A Cognitive Relay Network Throughput Optimization Algorithm Based on Deep Reinforcement Learning

Abstract EN

In cognitive relay networks, the cognitive user opportunistically accesses the authorized spectrum segment of the primary user and simultaneously serves as the data relay node of the primary user while sharing the spectrum resource of the primary user.

This not only improves the utilization efficiency of the network spectrum resources but also improves the throughput of the primary users.

However, if the primary user randomly selects the relay node, there is no guarantee for an optimal throughput.

Moreover, the system power consumption may increase.

In order to improve the throughput of cognitive relay network and optimize system utility, this paper proposes a cognitive relay network throughput optimization algorithm based on deep reinforcement learning.

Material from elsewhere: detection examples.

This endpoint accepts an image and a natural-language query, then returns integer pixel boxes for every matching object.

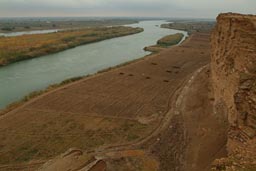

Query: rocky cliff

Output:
[211,13,256,169]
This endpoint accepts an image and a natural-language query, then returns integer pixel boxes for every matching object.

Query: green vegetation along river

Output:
[0,21,187,108]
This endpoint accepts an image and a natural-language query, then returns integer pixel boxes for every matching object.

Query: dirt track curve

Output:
[0,34,216,170]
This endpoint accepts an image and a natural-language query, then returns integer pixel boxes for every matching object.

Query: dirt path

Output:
[0,34,210,170]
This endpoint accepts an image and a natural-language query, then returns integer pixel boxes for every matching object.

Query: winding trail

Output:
[0,34,210,170]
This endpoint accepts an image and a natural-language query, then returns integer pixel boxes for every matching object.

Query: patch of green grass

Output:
[0,26,143,66]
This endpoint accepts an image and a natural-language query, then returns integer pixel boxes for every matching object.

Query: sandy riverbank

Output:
[0,34,228,170]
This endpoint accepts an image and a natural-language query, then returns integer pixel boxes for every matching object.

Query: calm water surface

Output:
[0,21,187,108]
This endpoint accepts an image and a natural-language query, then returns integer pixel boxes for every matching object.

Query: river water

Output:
[0,21,187,109]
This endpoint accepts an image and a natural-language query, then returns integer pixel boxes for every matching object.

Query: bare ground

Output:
[0,34,225,171]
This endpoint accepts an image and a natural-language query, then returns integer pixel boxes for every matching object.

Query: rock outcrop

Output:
[211,13,256,170]
[211,13,256,137]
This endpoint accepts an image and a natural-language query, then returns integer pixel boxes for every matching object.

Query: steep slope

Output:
[211,13,256,170]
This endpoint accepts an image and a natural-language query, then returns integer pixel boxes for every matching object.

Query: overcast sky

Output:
[0,0,256,18]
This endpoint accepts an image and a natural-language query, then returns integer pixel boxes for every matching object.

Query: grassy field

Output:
[144,33,184,53]
[0,26,143,66]
[161,21,215,35]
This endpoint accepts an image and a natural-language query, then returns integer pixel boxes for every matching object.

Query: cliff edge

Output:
[211,13,256,170]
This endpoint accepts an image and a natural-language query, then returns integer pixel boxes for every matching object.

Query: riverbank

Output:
[0,26,143,66]
[0,34,228,170]
[144,33,185,53]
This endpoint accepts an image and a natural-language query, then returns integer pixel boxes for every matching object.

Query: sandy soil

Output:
[0,34,226,171]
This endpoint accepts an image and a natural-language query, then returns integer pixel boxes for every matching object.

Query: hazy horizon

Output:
[0,0,256,19]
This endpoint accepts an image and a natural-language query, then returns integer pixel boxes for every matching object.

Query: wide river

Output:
[0,21,187,109]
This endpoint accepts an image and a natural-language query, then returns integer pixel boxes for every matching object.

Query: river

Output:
[0,21,187,109]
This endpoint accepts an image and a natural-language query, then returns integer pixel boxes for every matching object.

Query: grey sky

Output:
[0,0,256,18]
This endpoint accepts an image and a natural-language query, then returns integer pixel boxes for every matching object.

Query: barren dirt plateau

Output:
[0,14,256,171]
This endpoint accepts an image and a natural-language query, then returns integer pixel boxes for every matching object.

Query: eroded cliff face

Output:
[211,14,256,137]
[211,13,256,170]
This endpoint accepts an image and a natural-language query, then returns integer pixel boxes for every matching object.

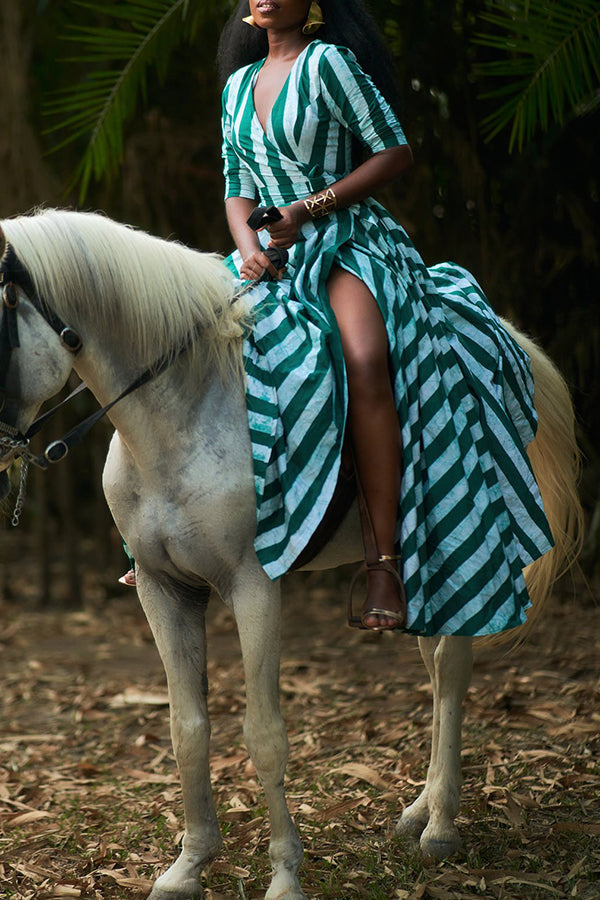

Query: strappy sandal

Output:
[347,450,406,631]
[348,554,406,631]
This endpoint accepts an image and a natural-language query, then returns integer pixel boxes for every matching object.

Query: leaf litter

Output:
[0,573,600,900]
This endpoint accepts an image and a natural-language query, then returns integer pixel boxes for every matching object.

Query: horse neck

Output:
[70,340,239,468]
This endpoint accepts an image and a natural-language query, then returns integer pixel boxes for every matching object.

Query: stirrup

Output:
[347,554,406,631]
[119,569,137,587]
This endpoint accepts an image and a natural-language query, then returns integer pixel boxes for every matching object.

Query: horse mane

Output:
[2,209,249,376]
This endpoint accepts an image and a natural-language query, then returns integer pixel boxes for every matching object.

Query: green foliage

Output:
[476,0,600,150]
[46,0,215,201]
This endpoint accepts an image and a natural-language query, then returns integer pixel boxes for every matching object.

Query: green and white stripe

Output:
[223,41,552,635]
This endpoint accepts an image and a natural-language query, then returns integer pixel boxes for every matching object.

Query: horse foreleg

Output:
[138,573,222,900]
[233,573,306,900]
[396,637,441,837]
[399,637,473,859]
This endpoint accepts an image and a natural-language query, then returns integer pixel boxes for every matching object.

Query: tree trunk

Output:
[0,0,59,218]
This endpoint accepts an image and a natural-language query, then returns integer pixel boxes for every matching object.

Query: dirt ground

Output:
[0,573,600,900]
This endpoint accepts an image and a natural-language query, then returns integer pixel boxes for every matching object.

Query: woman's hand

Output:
[261,201,310,250]
[240,250,284,281]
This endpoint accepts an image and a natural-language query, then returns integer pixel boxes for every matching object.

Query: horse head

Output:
[0,226,80,478]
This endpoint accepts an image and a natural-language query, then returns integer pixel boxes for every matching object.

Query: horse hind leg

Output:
[138,572,222,900]
[398,637,473,859]
[232,571,306,900]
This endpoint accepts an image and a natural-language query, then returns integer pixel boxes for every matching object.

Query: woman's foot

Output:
[348,555,406,631]
[361,563,406,631]
[119,569,136,587]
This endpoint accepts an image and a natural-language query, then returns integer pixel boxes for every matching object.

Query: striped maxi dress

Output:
[222,40,552,635]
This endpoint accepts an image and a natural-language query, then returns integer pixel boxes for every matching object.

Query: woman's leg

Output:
[327,266,402,628]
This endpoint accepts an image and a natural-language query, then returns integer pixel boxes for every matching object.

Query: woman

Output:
[219,0,552,634]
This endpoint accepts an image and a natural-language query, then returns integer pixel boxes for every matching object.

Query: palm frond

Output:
[46,0,215,202]
[476,0,600,150]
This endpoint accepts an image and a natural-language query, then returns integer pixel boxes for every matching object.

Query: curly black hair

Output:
[217,0,400,113]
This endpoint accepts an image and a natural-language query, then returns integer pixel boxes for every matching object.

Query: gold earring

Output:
[242,16,261,31]
[302,0,325,34]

For the system model of cognitive relay networks, the Markov decision process is used to describe the channel transition probability of the system model in the paper.

The algorithm proposes a cooperative wireless network cooperative relay strategy, analyzes the system outage probability under different transmission modes, and optimizes the system throughput by minimizing the outage probability.

Then, the maximum utility optimization strategy based on deep reinforcement learning is proposed to maximize the system utility revenue by selecting the optimal behavior.

The experimental results show that the proposed algorithm has a good effect in improving system throughput and optimizing system energy efficiency.